1.3.Het college heeft in de onderzoeksbevindingen aanleiding gezien om bij besluit van 24 oktober 2018, na bezwaar – voor zover hier van belang – gehandhaafd bij besluit van 23 mei 2019 (bestreden besluit), de bijstand van appellant over de maand november 2017 te herzien en de over die maand gemaakte kosten van bijstand tot een bedrag van € 1.063,80, in bezwaar verlaagd naar € 788,-, van appellant terug te vorderen. Aan het bestreden besluit heeft het college ten grondslag gelegd dat appellant de op hem rustende inlichtingenverplichting heeft geschonden door geen melding te maken van de ontvangst van het bedrag van € 500,-. Appellant heeft verklaard dat dit bedrag een lening betreft, maar een lening is niet uitgesloten van het in de PW neergelegde middelenbegrip. Het college heeft het bedrag van € 500,- aangemerkt als inkomen in de zin van artikel 32, eerste lid, van de PW en op de bijstand in mindering gebracht. Het college heeft verder de vordering van € 500,- gebruteerd tot een totaalbedrag van € 788,-. Bij dit besluit heeft het college verder in verband met de ontvangst van een bedrag van € 1.690,60 uit afkoop van een levensverzekering het vermogen van appellant met ingang van 1 juli 2018 opnieuw vastgesteld op een bedrag van € 1.690,60 en zijn vrij te laten vermogen per 1 juli 2018 op een bedrag van € 6.020,-.

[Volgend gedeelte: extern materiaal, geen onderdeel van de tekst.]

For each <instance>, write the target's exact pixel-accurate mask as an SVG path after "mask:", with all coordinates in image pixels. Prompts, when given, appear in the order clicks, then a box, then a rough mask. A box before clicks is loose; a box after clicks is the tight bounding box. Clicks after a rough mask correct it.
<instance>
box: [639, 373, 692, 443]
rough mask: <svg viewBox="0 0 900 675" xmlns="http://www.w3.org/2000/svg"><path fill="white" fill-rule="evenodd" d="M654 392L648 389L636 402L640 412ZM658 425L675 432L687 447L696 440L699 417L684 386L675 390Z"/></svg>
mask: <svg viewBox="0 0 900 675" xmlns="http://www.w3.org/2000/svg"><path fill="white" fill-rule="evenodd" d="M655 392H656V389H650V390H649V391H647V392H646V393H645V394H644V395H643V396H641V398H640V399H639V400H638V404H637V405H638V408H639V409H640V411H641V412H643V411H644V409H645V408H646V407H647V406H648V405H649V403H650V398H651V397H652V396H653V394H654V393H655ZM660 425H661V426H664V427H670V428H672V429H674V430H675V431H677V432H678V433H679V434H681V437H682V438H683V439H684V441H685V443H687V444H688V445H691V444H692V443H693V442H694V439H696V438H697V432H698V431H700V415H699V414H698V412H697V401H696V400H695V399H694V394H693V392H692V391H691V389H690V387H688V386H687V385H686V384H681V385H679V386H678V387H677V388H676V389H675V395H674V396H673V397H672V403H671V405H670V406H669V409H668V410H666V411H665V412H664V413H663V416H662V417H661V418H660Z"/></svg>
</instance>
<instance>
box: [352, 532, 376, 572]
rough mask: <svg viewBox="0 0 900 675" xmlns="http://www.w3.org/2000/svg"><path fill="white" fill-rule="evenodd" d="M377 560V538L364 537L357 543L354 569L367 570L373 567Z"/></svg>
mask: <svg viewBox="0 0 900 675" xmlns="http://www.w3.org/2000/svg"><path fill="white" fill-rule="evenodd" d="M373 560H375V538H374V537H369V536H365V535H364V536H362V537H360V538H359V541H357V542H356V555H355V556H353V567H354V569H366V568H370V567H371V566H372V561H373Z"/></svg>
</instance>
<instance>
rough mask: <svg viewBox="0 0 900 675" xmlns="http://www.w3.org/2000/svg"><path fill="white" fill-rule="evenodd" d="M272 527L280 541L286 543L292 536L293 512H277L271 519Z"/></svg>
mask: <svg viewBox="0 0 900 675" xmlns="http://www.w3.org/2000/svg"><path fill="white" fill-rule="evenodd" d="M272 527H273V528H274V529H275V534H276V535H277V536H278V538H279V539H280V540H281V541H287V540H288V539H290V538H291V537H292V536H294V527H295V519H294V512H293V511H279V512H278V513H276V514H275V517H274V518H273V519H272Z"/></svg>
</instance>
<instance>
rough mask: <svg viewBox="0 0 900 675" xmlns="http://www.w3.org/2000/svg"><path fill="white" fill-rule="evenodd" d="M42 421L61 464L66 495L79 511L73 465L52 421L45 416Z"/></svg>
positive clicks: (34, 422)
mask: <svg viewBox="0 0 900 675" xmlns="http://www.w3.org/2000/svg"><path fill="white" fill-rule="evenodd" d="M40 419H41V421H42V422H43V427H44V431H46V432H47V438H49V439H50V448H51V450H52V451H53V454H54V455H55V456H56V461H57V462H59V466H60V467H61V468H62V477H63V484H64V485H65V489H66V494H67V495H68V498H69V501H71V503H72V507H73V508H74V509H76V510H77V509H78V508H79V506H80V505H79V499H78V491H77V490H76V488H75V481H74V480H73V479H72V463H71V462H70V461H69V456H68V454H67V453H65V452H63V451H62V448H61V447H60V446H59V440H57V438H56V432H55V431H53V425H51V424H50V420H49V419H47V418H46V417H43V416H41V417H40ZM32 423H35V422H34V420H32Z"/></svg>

2. Bij de aangevallen uitspraak heeft het college het beroep tegen het bestreden besluit ongegrond verklaard.
3. In hoger beroep heeft appellant zich op de hierna te bespreken gronden tegen de aangevallen uitspraak gekeerd.
4. De Raad komt tot de volgende beoordeling.
4.1.1.Op grond van artikel 31, eerste lid, van de PW, voor zover hier van belang, worden tot de middelen gerekend alle inkomens- en vermogensbestanddelen waarover de alleenstaande beschikt of redelijkerwijs kan beschikken. Volgens het tweede lid van dit artikel worden bepaalde, daar genoemde, inkomens- en vermogensbestanddelen niet tot de middelen gerekend.
4.1.2.Volgens artikel 32, eerste lid, van de PW wordt onder inkomen verstaan de op grond van artikel 31 in aanmerking komende middelen voor zover deze
(a) betreffen inkomsten uit of in verband met arbeid, inkomsten uit vermogen, een premie als bedoeld in artikel 31, tweede lid, onderdeel j, een kostenvergoeding als bedoeld in artikel 31, tweede lid, onderdeel k, inkomsten uit verhuur, onderverhuur of het hebben van een of meer kostgangers, socialezekerheidsuitkeringen, uitkeringen tot levensonderhoud op grond van Boek 1 van het Burgerlijk Wetboek, voorlopige teruggave of teruggave van inkomstenbelasting, loonbelasting, premies volksverzekeringen en inkomensafhankelijke bijdragen als bedoeld in artikel 43 van de Zorgverzekeringswet,
dan wel naar hun aard met deze inkomsten en uitkeringen overeenkomen; en
(b) betrekking hebben op de periode waarover beroep op bijstand wordt gedaan.
4.1.3.Op grond van artikel 34, eerste lid, aanhef en onder b, van de PW wordt onder vermogen verstaan de middelen die worden ontvangen in de periode waarover algemene bijstand is toegekend, voor zover deze geen inkomen betreffen bedoeld in artikel 32 en 33.